An elderly woman recently spent a long night in the Emergency Department. Lack of oxygen, related to congestive heart failure and COPD, made her disoriented and unsettled. Because her medical caregivers needed to know the extent of her confusion, they repeatedly asked her, “Do you know where you are? Can you tell us where you are?” Over and over again, from the fog of oxygen deprivation and weakness, she answered: “I’m here. I’m right here.”

Several days after that difficult night in the E.D., my friend and I shared a good laugh over her answer: it wasn’t the right answer for the context, but it was true. I told her that, most of the time, I have to work really hard to be “here, right here.”

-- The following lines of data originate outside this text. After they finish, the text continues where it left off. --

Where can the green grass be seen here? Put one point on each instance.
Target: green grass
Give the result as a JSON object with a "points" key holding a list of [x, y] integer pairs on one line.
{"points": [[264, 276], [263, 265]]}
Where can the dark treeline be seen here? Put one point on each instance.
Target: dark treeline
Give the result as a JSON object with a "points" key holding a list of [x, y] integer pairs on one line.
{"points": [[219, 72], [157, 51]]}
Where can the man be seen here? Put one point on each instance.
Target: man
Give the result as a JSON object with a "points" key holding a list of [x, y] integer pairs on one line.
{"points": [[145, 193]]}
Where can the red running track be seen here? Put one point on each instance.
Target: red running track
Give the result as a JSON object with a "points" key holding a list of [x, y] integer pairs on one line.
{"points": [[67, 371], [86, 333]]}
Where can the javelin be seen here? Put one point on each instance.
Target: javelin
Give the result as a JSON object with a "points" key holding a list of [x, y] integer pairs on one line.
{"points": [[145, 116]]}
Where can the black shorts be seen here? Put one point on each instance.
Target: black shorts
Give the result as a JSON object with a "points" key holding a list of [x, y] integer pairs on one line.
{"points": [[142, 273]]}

It’s not easy to be here, especially now. “I” am not always fully where my body is; and, too often, I lag-behind or race-ahead of the present moment. It’s all-too-easy to be elsewhere than here and absent from this moment.

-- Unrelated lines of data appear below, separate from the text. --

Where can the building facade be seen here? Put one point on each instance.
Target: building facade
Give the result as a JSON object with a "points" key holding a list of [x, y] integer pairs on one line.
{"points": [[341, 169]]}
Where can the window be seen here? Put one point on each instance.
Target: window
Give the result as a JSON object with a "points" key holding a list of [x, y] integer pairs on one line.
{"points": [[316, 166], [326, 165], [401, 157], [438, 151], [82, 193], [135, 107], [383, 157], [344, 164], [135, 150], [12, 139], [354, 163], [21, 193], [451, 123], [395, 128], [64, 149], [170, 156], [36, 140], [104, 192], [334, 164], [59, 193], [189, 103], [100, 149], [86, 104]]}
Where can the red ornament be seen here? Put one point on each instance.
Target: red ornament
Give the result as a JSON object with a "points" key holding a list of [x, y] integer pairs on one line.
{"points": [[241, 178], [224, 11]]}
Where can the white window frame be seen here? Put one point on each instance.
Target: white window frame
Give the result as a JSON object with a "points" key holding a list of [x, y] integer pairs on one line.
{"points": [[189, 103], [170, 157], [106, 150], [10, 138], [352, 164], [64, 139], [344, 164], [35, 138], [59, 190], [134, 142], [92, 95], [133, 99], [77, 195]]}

Part of it is the pace of life. More than I like to admit, I’m either hurrying or dragging, hurrying when I’ve agreed to do too much and dragging when I’ve exhausted myself by keeping the agreements. When I speed, I rush past here; when I trudge, I never fully arrive.

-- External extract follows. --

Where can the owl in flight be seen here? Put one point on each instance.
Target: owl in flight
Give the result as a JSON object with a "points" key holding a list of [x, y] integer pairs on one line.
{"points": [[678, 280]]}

Sometimes to show-up, I need to slow down; other times, I need to rest-up.

Regret and anxiety interfere with now–regret for what wasn’t and anxiety over what might be. Now isn’t visible or audible in reverse or fast-forward.

Occasionally, here is bewildering and painful, so that my mind and heart don’t really want to be present. It’s not uncommon for people who undergo severe trauma—rape, warfare, other kinds of abuse—to dissociate as a means of self-preservation.

Such extremes aren’t the only “here and now” experiences we’d rather avoid. Four years ago this summer, during a stem cell transplant to treat cancer, I was so sick, sick to the edge of death, that there were hours when I disconnected as much as I could from the experience. I was there but not there.

Maybe it’s just me, but the jangling, clanging, tweeting, pinging, maddening, demeaning, and alarming noise of our culture tempts me to go numb and to drop out. Sometimes, I think that’s what the powers-that-be hope everyone who might object to their harshness and cruelty will do. It seems like a strategy:

Overwhelm here and now with lost causes, cheap resentments, cherished illusions, petty grievances, fabricated slights, shadowy fears, and empty promises so that people simply lose the will to stay involved—unless it is the extreme involvement of irrational violence. Distract people from seeing what is, mislead them about where they are, and interfere with their listening—instead of reacting—to each other. Keep them from being present for and with each other.

It’s not easy to be here, not now. But, not being here and in the now is empty and even perilous.

So, many times each day, I pray to remind and reorient myself: “You are here. I am here. We are one.” Most mornings, I sit in my grandfather’s rocking chair, stay as still as I can manage, notice my breath, and let my breath become a partaking of the Spirit.I constantly reaffirm (because I ceaselessly doubt) my trust that there is One who holds all time in the Eternal Now and invites me to step into that timely timelessness—the ever-present Presence of love.